Am Freitagabend führten Bonner Einsatzkräfte Schwerpunktkontrollen zur Bekämpfung von Messer-, Gewalt- und Betäubungsmittelkriminalität durch. Über 198 Personen und 60 Fahrzeuge wurden kontrolliert, mit Sicherstellung von drei Messern und einem Schlagstock.
Bonn: Gemeinsamer Einsatz gegen Kriminalität

Bonn (ost)
Am Freitagabend (26.06.2026) führten die Einsatzkräfte der Polizei Bonn erneut Schwerpunktkontrollen zur Bekämpfung von Messer-, Gewalt- und Betäubungsmittelkriminalität im Stadtgebiet durch. An dem Einsatz beteiligten sich rund 100 Einsatzkräfte der Polizei Bonn, des Hauptzollamts Köln, der Bundespolizei und des Ordnungsamtes der Stadt Bonn. Zunächst wurden Straßen und Plätze in der Bonner Innenstadt kontrolliert, bevor am Abend mehrere Shisha-Bars und Gaststätten ins Visier genommen wurden. Gleichzeitig fanden Verkehrskontrollen statt.

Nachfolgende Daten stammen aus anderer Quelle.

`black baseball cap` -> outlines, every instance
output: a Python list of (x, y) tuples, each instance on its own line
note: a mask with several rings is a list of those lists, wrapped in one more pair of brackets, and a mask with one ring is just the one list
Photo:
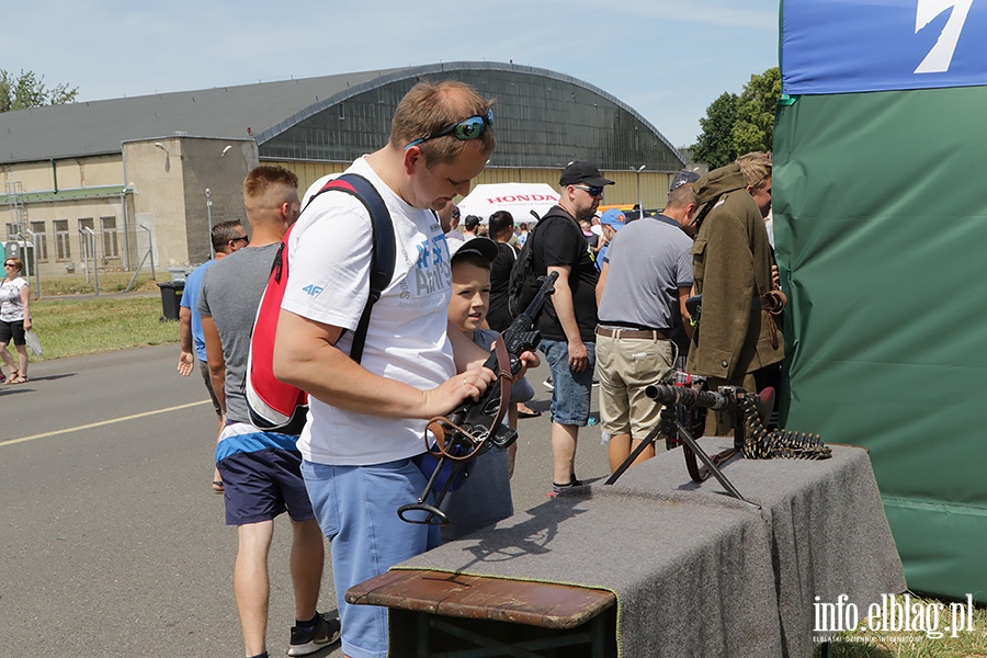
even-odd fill
[(569, 162), (558, 179), (559, 185), (577, 185), (582, 183), (591, 188), (612, 185), (613, 181), (600, 174), (600, 170), (589, 162)]
[(694, 171), (680, 171), (676, 174), (676, 178), (672, 179), (672, 184), (668, 186), (669, 192), (674, 192), (682, 185), (687, 183), (694, 183), (700, 179), (700, 175)]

Während des Einsatzes wurden insgesamt 198 Personen und 60 Fahrzeuge überprüft. Dabei wurden drei Messer und ein Schlagstock sichergestellt. Es wurden Ermittlungsverfahren wegen Ladendiebstahls sowie zwei wegen Körperverletzungsdelikten eingeleitet. Zudem wurden 24 Ordnungswidrigkeitenanzeigen wegen Verkehrsverstößen erstellt, wobei 20 Verkehrsteilnehmer mit einem Verwarngeld davonkamen. Neun Personen erhielten Platzverweise.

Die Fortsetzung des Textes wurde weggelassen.